Tinymind Neural Networks
Neural networks within tinymind are implemented using C++ templates and cusomtized via template parameters, both types as well as policy classes. Since the code is implemented using C++ templates, this allows us to instantiate neural networks within a very small code and data footprint. You only compile what you need and do not have to lug around a huge runtime library which contains a bunch of code you may never use. You can define a very specific set of neural network(s) for a very specific set of type(s) and that's all you pay for.
template<
typename ValueType,
size_t NumberOfInputs,
size_t NumberOfHiddenLayers,
size_t NumberOfNeuronsInHiddenLayers,
size_t NumberOfOutputs,
typename TransferFunctionsPolicy,
bool IsTrainable = true,
size_t BatchSize = 1,
bool HasRecurrentLayer = false,
hiddenLayerConfiguration_e HiddenLayerConfig = NonRecurrentHiddenLayerConfig,
size_t RecurrentConnectionDepth = 0,
outputLayerConfiguration_e OutputLayerConfiguration = FeedForwardOutputLayerConfiguration
>
class MultilayerPerceptron
{
...
ValueType - The underlying value type used by the neural network. It could be: int, float, or some other user-defined type like a QValue type. Any type will work as long as it supports the required operators.
NumberOfInputs - Number of input neurons in the neural network.
NumberOfHiddenLayers - Number of neural network hidden layers.
NumberOfNeuronsInHiddenLayers - Number of neurons in the hidden layers. At this time all hidden layers must have the same number of neurons.

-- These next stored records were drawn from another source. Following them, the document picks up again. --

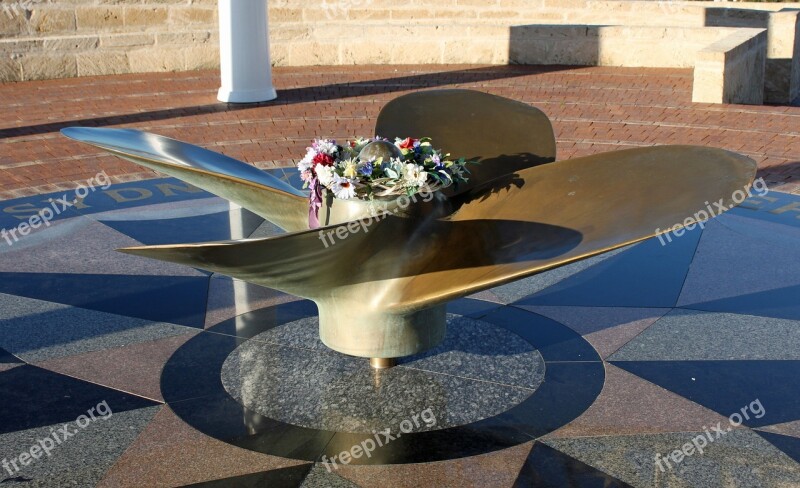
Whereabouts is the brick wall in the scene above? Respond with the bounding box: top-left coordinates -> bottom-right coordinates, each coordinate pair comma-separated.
0,0 -> 219,81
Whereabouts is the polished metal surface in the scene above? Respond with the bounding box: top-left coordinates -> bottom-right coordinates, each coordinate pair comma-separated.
61,127 -> 308,232
375,90 -> 556,195
61,90 -> 756,358
369,358 -> 397,369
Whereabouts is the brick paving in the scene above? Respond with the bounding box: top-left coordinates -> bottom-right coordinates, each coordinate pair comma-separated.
0,65 -> 800,199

NumberOfOutputs - Number of output neurons in the neural network.
TransferFunctionsPolicy - Policy class which provides certain functionality the neural network needs: Random number generation, initial weight values, neural network activation functions, etc.
IsTrainable - Compile time flag to indicate whether or not the neural network is trainable. Non-trainable neural networks consume less space as code and data required for trainable neural networks is not compiled into the binary image. Tinymind neural networks can have their weights, biases, etc. loaded from the outside world so that non-trainable neural networks can have their values initialized to trained ones. Training neural networks offline and instantiating untrainable neural networks within the embedded device can save a lot of code and data space.
BatchSize - Batch size for trainable neural networks who want to accumulate a BatchSize amount of samples before back-propagating the error thru the network.
HasRecurrentLayer - Compile time flag which configures the neural network's hidden as either purely feed-forward or recurrent.
HiddenLayerConfig - Hidden layer configuration parameter to choose between: Feed-forward, simple recurrent, GRU, or LSTM hidden layer type.
RecurrentConnectionDepth - Recurrent connection depth(i.e. number of backwards time steps to save in the recurrent layer).
OutputLayerConfiguration - Output layer configuration which configures the neural network's output layer as either feed forward or classifier type.
The parent class for all tinymind neural networks is MultilayerPerceptron. This class is configured via the template parameters to have the desired behavior. Some instances of the template parameters are instantiated within the class, while others are simple used by the class via static function calls. A simple class diagram of MultilayerPerceptron and its relationship to others is presented below.
When the neural network is initialized, it has to configure itself by calling upon its TransferFunctionsPolicy. From its TransferFunctionsPolicy it gets initial weight values, initial learning rate, etc.
Tinymind does not assume anything about the environment within which the neural network is instantiated. This is why it relies upon the presence of a policy class, TransferFunctionsPolicy. This makes the code more portable in that is does assume the presence of random number generation hardware. It also does not initialize the network itself. It relies upon the policy class to handle that in any way it desires.
The simple training flow thru a feed-forward neural network is documented here.
In the feed-forward pass, inputs are fed into the neural network. The neural network calculates the predicted output values and stores them in the OutputLayer. When calculateError is called, the error between the predicted output and the actual output fed into the neural network is returned to the caller. If the delta between the neural network calculated outputs and known outputs is too large, the creator of the neural network can call the trainNetwork API to force the neural network to back-propagate the calculated error thru the network layers and update the connection weights to try and minimize this error on the next invocation.